TOC was drawn by Joon Yeong Park using software of Adobe Photoshop7.0

1 Introduction

Tissue regeneration in living organisms is mediated by biologic regulatory factors that promote tissue renewal, restoration, and growth (Ceafalan and Popescu 2016). Scaffolds are important tools used in tissue engineering for the regeneration of lost or damaged tissues.

From the biological point of view, scaffolds should support the in vivo development of an extracellular matrix in sites of lost or damaged tissues (Kim et al. 2011). In addition, scaffolds should allow influx of nutrient substances from the surrounding tissue or biologic medium and the exit of waste formed in the tissue. Thus, scaffolds should create unique opportunities to regenerate tissues.

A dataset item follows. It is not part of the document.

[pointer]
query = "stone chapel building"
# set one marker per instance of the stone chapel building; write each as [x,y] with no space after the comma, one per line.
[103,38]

Biomimetic scaffolds can be formed using materials that have been designed to elicit specified cellular responses mediated by regulatory factors inside of the engineered environments (Chen et al. 2016). Biomimetic scaffolds are formed into three-dimensional (3D) architectures suitable for cell seeding and cultivation. With biomimetic scaffolds, (stem) cells can be cultivated or differentiated at the right time, in the right place, and into the right phenotype. Biomimetic scaffolds, particularly, are guided by the need to restore cell signaling and match the mechanical behavior of the tissue being engineered (Huang et al. 2016). Additionally, the biological agents inside of biomimetic scaffolds should serve as templates for cell growth and provide significant control over the cellular environment to manipulate cellular processes (Monteiro and Yelick 2017).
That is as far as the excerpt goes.